Eine kleine Umfrage im Bekanntenkreis hat ergeben: Einige unserer Freunde leben vegetarisch, aber niemand vegan. Über Essgewohnheiten Bescheid zu wissen ist wichtig, denn was machen Sie, wenn der neue Partner von Freun­din X, der sich laktose-, gluten-, fructose- und kohlenhydratfrei ernährt, mitkommt? Soll er dasitzen und Gurken essen? Weitere Ergebnisse der kleinen Erhebung: Erstaun­lich viele rauchen, oft heimlich, wenn die Kinder schlafen, oder elektrisch. Die meisten trinken, wenn auch mäßig. Niemand twittert. Das erstaunlichste Ergebnis aber: Etwa die Hälfte unseres Bekanntenkreises besitzt keinen Fernseher. Keiner aus dieser Gruppe verbringt sein Leben von der Welt abgewandt im Wald. Ganz im Gegenteil: Sie nutzen soziale Netzwerke, streamen und whatsappen, was das Zeug hält, aber eben nicht: Fernsehen.
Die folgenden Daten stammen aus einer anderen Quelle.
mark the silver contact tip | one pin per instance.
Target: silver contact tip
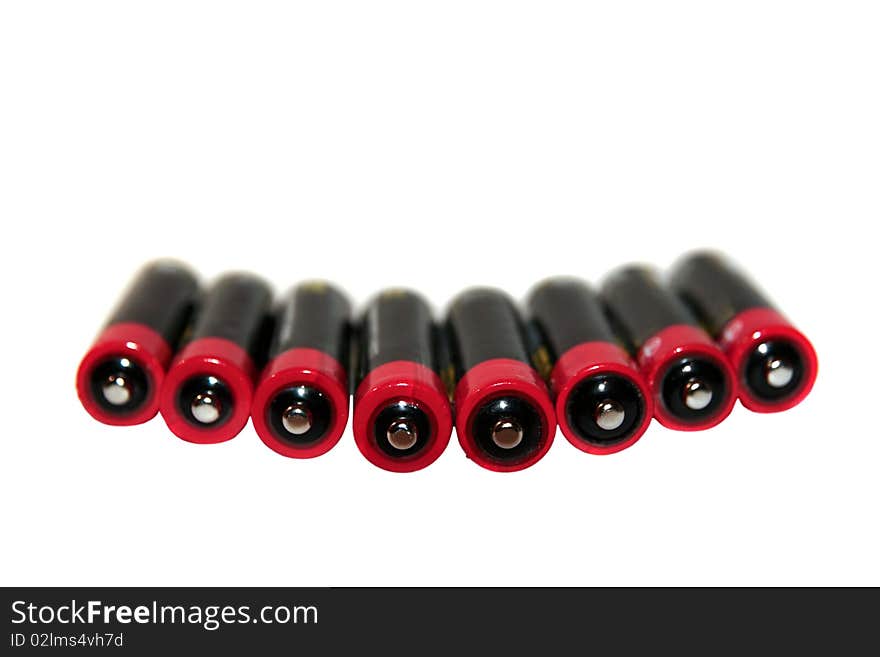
(609, 415)
(697, 395)
(507, 433)
(778, 373)
(206, 408)
(402, 434)
(297, 419)
(116, 390)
Im Gegensatz zu den Fleischlosen, bei denen ein saftiges Schnitzel vor der Nase entweder Schulterzucken oder ­Empörung hervorruft, stürzen sich die Fernsehlosen auf das Objekt der Verachtung wie ein in der Wüste Verschollener auf den Wassereimer. „Ich mach mal aus“, sagen Sie, sobald der Besuch eintritt, „Nein, nein! Lass an!“ sagt der Besuch und schnappt sich gierig die Fernbedienung.   
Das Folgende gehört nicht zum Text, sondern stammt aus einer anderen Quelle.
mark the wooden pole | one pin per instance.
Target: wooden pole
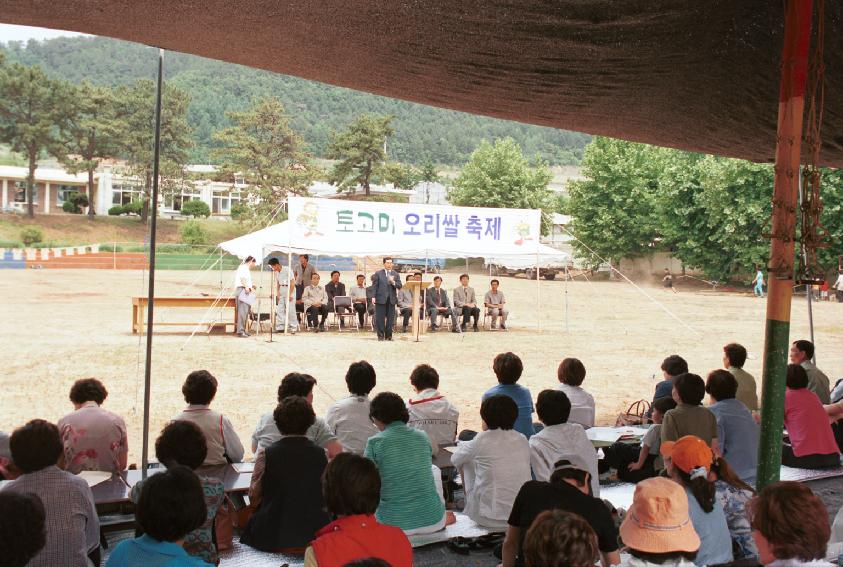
(794, 71)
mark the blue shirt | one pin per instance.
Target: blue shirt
(145, 551)
(715, 539)
(737, 436)
(524, 401)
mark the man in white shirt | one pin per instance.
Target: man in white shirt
(243, 287)
(560, 439)
(348, 419)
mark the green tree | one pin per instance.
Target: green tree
(498, 175)
(135, 127)
(614, 207)
(30, 115)
(89, 133)
(261, 146)
(360, 151)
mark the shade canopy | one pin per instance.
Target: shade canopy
(701, 76)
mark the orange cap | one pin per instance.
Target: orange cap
(658, 520)
(689, 453)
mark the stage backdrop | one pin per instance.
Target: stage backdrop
(333, 224)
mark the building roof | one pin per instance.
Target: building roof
(700, 76)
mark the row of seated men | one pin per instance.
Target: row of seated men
(315, 302)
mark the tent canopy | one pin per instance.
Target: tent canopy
(701, 76)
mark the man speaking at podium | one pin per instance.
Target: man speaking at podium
(387, 282)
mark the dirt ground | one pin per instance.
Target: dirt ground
(57, 326)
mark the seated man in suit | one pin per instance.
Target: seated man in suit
(315, 302)
(436, 304)
(466, 302)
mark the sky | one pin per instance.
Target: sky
(9, 32)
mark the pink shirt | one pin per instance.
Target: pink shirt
(94, 439)
(807, 424)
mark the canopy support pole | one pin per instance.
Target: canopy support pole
(794, 69)
(153, 225)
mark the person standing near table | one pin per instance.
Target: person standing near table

»Da kommen die Klum und ihre Klappergestelle.«

Kopfschüttelnd zappen sich die Gäste durch das gerade besonders schäbige Programm. Sie rufen laut „Iiiiehgitte, Bauer sucht Frau!“ und „Nein!! Shopping Queen!“ oder „Ächz, auch das noch; das Promi Dinner!“ oder „Oh Gott: Da kommen die Klum und ihre Klappergestelle!“. Und doch sind sie unfähig, die Augen abzuwenden. Wir haben eigentlich nur ganz wenige Programme und einen winzigen alten Fernseher, der überhaupt nicht smart ist. Und, ehrlich: Wir sehen damit fast nur Arte und 3Sat. Also: fast. Vielleicht mal Joko und Klaas. Aber nie „Frauentausch“, irgendwas mit Bohlen, „Wenn Teenies Mutter werden“ oder „Die 25 spektakulärsten TV-Momente der Welt“. Doch es ist schon zu spät, die fernsehlos lebenden Gäste haben ihr Urteil längst gefällt. „Wie könnt ihr euch sowas nur anschauen?“, rufen sie, halb angewidert, halb amüsiert. Wir fühlen uns plötzlich schlecht, schuldig, nichts­würdig. Auf unsere fernsehlosen Bekannten wirken wir vermutlich wie Leute mit eklig-faszinierenden Hobbys wie Würmerzüchten oder Fußnägelsammeln. Morgen stellen wir den Fernseher in den Keller. Da bleibt er auch. So lange bis der Besuch wieder weg ist.